From ripples to spikes: a hydro-dynamical physical mechanism to interpret femtosecond laser induced self-assembled structures

TL;DR

This paper proposes a coupled electrodynamics and hydrodynamics model to explain the formation of self-assembled nanostructures on conductive materials induced by femtosecond laser pulses, advancing understanding of light-matter interactions.

Contribution

It introduces a novel physical mechanism combining surface plasmon excitation and Marangoni convection to interpret laser-induced self-assembled structures.

Findings

The model explains the formation of nano-ripples, micro-grooves, and micro-spikes.

Applicable to various conductive materials.

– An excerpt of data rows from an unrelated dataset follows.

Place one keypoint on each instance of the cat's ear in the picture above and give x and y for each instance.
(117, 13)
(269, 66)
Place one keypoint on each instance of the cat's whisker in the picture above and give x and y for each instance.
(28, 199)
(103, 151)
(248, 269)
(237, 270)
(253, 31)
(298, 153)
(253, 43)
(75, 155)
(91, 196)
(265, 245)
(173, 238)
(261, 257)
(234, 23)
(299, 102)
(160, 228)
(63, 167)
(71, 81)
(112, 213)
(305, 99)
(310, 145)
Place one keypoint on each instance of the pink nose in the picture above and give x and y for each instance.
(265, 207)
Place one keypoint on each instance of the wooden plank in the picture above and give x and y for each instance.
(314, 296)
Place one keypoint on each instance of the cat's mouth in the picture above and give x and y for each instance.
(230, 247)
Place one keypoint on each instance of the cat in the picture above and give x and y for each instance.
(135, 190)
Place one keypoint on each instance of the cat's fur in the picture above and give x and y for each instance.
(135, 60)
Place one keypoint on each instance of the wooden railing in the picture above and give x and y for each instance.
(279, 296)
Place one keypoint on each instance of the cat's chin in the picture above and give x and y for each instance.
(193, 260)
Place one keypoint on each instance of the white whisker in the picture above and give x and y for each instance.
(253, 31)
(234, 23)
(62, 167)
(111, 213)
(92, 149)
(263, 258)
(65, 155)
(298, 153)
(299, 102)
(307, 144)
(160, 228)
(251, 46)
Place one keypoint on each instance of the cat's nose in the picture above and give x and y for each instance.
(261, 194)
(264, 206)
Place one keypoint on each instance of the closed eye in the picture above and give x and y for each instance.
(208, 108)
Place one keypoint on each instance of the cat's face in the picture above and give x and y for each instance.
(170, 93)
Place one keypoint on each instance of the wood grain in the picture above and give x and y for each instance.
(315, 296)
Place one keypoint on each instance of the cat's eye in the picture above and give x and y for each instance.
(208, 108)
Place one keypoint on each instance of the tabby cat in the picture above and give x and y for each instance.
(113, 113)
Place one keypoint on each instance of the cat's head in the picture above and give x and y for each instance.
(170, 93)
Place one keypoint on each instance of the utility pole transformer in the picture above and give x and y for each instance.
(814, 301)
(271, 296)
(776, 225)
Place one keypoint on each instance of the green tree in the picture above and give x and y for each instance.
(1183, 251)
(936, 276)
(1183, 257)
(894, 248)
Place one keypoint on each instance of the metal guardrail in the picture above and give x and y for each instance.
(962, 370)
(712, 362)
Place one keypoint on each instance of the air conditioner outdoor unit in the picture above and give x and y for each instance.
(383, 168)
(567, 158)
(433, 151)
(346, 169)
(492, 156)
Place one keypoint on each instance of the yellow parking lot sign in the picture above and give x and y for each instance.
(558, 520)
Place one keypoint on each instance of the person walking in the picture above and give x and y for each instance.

Provides a unified framework for sub-ablation laser structuring.

Abstract

Materials irradiated with multiple femtosecond laser pulses in sub-ablation conditions are observed to develop various types of self-assembled morphologies that range from nano-ripples to periodic micro-grooves and quasi-periodic micro-spikes. Here, we present a physical scenario that couples electrodynamics, describing surface plasmon excitation, with hydrodynamics, describing Marangoni convection, to elucidate this important sub-ablation regime of light matter interaction in which matter is being modified, however, the underlying process is not yet fully understood. The proposed physical mechanism could be generally applicable to practically any conductive material structured by ultrashort laser pulses, therefore it can be useful for the interpretation of further critical aspects of light matter interaction.